The reason I suggest this tool is because true anonymity is a one-way communications path. Useful for broadcasting information but not interacting with any investigative authority. For example, I was working at a major film producer company that went bankrupt and we were working on a imaging device for nuclear medicine. since it was used a diagnostic setting, it had to pass certain FDA compliance regulations before could be used in a diagnostic setting.
They shipped beta code to sites using the image printer for diagnostics with real patients. A few people complained including not one but two FDA compliance officers within the organization. these people, including the compliance officers are either marginalized or pushed out. If I had a good anonymous channel to the FDA, I would've handed them documentation in a heartbeat. Unfortunately, this company was really good at sniffing out leaks so I didn't dare.
So for lack of true anonymity, a bunch of criminal behavior, or at least unethical behavior went unpunished.
I am not so foolish as to extend a single case to the entire net but, it is a good example, and an extremely common example of not reporting corporate malfeasance because people are not willing to have their careers and financial well-being savaged. Good anonymity support could help that.
Free assembly today means you have the right to go stand in some official cage miles away (called the "free speech zone") from the real protest point you want to be at, and then if you decline to relocate to the "official" area or decline to provide ID or refuse to do either on demand, trying to remain both anonymous and to have your assemblage actually mean anything, you get arrested anyway, err, I mean "detained", if not also physically assaulted and punished on the spot, using a variety of blunt force trauma or chemical or electrical or sonic weapons and techniques.
The bill of rights, the alleged born with freedoms that can't be abridged, are a very nice theory, but in practice, the state and their mercenary enforcers routinely violate any and all of those rights, and have, as far back as I can remember going back to racial civil rights protest days, also including the state insisting you need their "permission", a permit of some kind, for what should clearly be a born with right..
The real meat of the matter here is this Kaspersky guy's business is kind of in the dumps. He's being eaten alive by AVG and Clam, so a bit of trolling gets his name around the e-rags and a few people go "WOW they're still around ? ZOMG I'll try their A/V again".

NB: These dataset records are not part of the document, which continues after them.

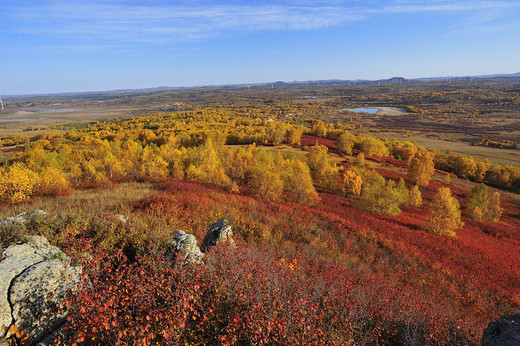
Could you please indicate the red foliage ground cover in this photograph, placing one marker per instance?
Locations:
(314, 275)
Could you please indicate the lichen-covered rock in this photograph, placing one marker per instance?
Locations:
(503, 332)
(184, 246)
(220, 232)
(34, 279)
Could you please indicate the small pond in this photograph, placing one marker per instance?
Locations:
(362, 110)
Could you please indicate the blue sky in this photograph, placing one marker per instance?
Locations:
(67, 46)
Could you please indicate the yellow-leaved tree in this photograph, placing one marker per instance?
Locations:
(345, 142)
(484, 206)
(17, 183)
(444, 217)
(352, 183)
(323, 173)
(421, 167)
(414, 197)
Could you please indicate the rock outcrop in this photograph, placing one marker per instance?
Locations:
(503, 332)
(184, 246)
(34, 280)
(220, 232)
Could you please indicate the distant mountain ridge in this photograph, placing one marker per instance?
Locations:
(392, 80)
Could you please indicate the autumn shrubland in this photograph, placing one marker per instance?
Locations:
(341, 238)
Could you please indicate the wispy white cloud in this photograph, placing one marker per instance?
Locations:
(160, 23)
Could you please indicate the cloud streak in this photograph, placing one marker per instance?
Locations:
(168, 23)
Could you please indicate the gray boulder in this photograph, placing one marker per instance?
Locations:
(504, 332)
(184, 246)
(220, 232)
(34, 280)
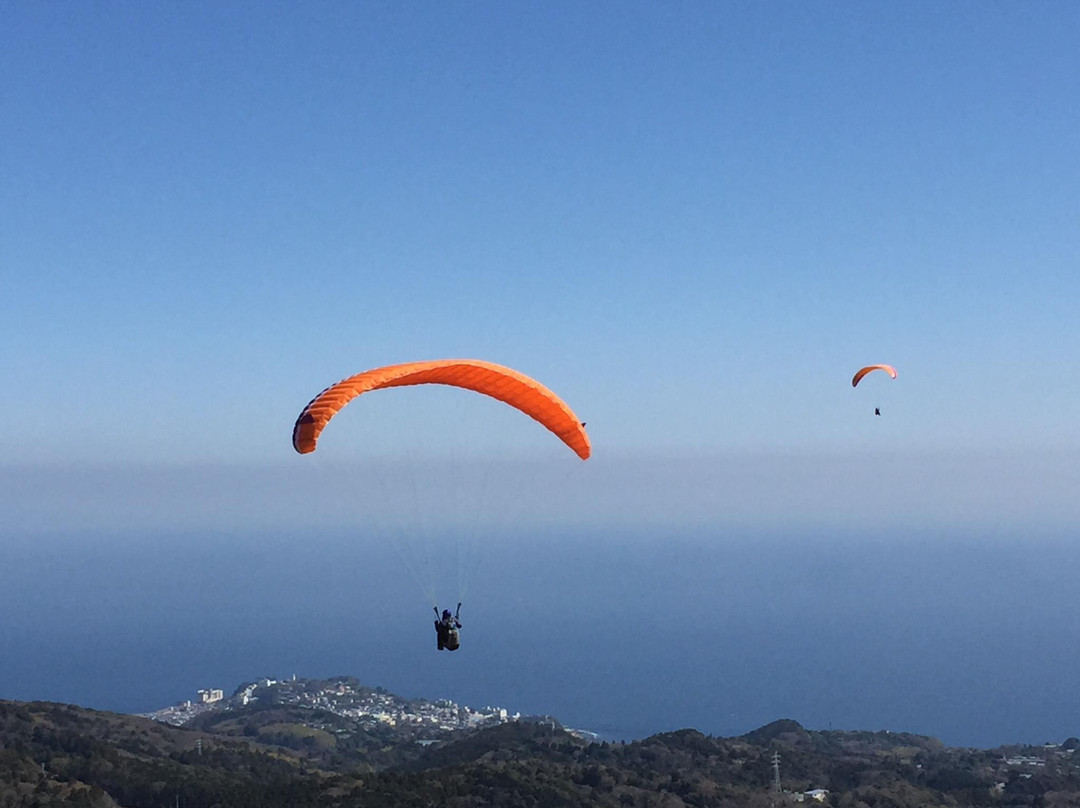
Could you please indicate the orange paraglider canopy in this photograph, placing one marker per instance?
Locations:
(503, 384)
(888, 368)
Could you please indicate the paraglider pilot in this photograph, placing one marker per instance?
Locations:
(446, 629)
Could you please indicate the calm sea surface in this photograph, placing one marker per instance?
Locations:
(969, 638)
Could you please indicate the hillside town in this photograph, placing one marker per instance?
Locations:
(341, 696)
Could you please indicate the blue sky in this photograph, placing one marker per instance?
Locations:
(694, 221)
(692, 224)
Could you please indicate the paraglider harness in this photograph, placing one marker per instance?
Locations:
(446, 629)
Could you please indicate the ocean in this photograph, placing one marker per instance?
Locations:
(970, 638)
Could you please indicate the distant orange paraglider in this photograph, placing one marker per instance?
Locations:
(499, 382)
(869, 368)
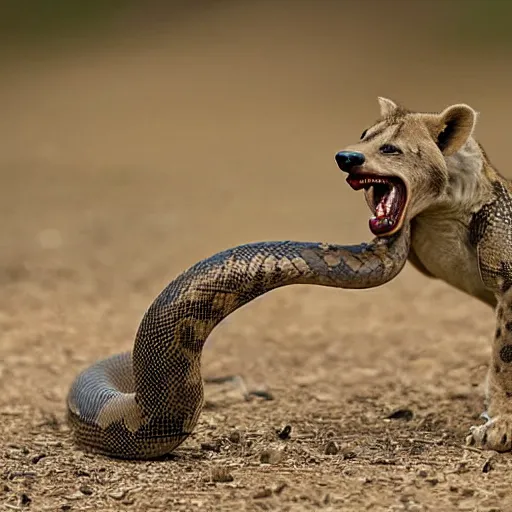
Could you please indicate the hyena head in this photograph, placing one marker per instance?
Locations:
(408, 162)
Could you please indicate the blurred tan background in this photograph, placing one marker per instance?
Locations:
(139, 137)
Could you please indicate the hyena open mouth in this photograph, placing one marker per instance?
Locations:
(388, 198)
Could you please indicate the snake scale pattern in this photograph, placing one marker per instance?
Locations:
(143, 404)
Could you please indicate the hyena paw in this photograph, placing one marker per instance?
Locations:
(495, 434)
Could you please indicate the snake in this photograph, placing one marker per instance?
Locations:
(143, 404)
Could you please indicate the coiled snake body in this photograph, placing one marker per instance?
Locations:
(144, 404)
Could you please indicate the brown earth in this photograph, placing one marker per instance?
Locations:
(123, 164)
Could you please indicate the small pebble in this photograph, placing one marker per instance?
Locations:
(235, 437)
(25, 499)
(285, 433)
(263, 493)
(221, 475)
(117, 495)
(37, 458)
(271, 456)
(85, 489)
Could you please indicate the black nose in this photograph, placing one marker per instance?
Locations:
(346, 160)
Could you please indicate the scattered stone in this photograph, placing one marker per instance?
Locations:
(401, 414)
(221, 475)
(263, 493)
(85, 489)
(271, 456)
(285, 433)
(38, 457)
(25, 500)
(235, 437)
(280, 488)
(211, 447)
(118, 495)
(331, 448)
(488, 465)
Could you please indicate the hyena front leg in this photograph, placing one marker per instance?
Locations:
(496, 433)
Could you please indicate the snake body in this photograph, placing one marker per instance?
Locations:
(143, 404)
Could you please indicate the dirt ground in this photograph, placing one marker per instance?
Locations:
(123, 164)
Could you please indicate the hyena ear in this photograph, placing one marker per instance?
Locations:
(455, 126)
(387, 106)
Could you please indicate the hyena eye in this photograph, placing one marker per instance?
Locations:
(389, 149)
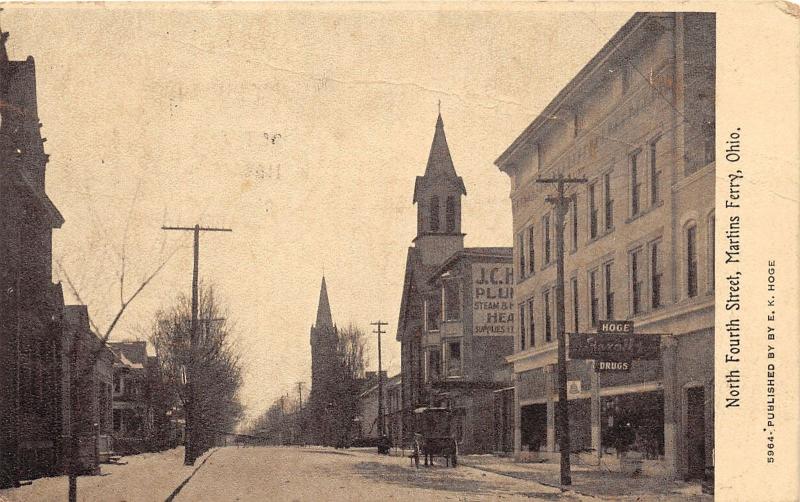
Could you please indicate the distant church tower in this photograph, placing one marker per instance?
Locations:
(438, 197)
(323, 346)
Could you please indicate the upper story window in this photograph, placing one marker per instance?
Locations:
(655, 173)
(608, 202)
(531, 323)
(452, 300)
(546, 238)
(573, 208)
(637, 281)
(531, 262)
(592, 210)
(608, 269)
(575, 304)
(691, 261)
(450, 214)
(593, 303)
(434, 216)
(656, 274)
(636, 185)
(433, 312)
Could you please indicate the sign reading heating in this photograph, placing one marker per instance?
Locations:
(493, 299)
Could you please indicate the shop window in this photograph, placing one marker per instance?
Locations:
(608, 202)
(531, 323)
(434, 214)
(637, 284)
(548, 319)
(454, 359)
(452, 300)
(609, 290)
(691, 261)
(433, 311)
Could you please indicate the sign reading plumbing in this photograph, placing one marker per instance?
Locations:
(493, 299)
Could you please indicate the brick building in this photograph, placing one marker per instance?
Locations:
(637, 122)
(30, 304)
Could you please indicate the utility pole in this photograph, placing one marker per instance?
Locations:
(378, 330)
(191, 450)
(561, 204)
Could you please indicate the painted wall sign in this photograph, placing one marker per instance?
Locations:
(493, 299)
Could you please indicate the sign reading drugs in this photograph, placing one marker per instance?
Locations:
(613, 347)
(493, 299)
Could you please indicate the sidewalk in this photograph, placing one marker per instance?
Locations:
(592, 481)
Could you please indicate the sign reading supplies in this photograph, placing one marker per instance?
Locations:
(493, 299)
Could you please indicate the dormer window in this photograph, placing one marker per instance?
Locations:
(434, 214)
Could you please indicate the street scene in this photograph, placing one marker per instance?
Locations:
(295, 253)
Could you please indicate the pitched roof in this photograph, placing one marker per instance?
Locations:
(324, 317)
(440, 163)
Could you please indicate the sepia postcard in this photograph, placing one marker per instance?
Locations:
(344, 251)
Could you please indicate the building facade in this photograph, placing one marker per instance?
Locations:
(638, 123)
(31, 305)
(453, 330)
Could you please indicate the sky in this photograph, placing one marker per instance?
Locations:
(302, 128)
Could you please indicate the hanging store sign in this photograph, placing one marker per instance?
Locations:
(492, 299)
(613, 347)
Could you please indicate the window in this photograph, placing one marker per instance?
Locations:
(531, 263)
(434, 216)
(433, 311)
(575, 311)
(593, 297)
(691, 261)
(574, 220)
(711, 253)
(450, 214)
(636, 281)
(656, 273)
(608, 202)
(453, 358)
(548, 320)
(655, 173)
(531, 323)
(546, 238)
(609, 283)
(452, 300)
(592, 211)
(636, 186)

If Kaspersky "ends online anonymity", they will end their revenue stream. It would seem logical that a company thriving off the constant threat of malware, would not want to see that malware willed away via draconian ID mandates and exclusionary tactics. Then we'll all know the Kaspersky guys were the ones writing viruses all along...
-Billco, Fnarg.com
That's right, I hope he really pushes his plan as far as he can.
Because I've got a shit-ton of popcorn and a lot of time to kill. This should be a really fukking entertaining train wreck to watch.
Fascism trolls keeping me up every night. When I starts a preachin', he HITS ME WITH HIS REICH!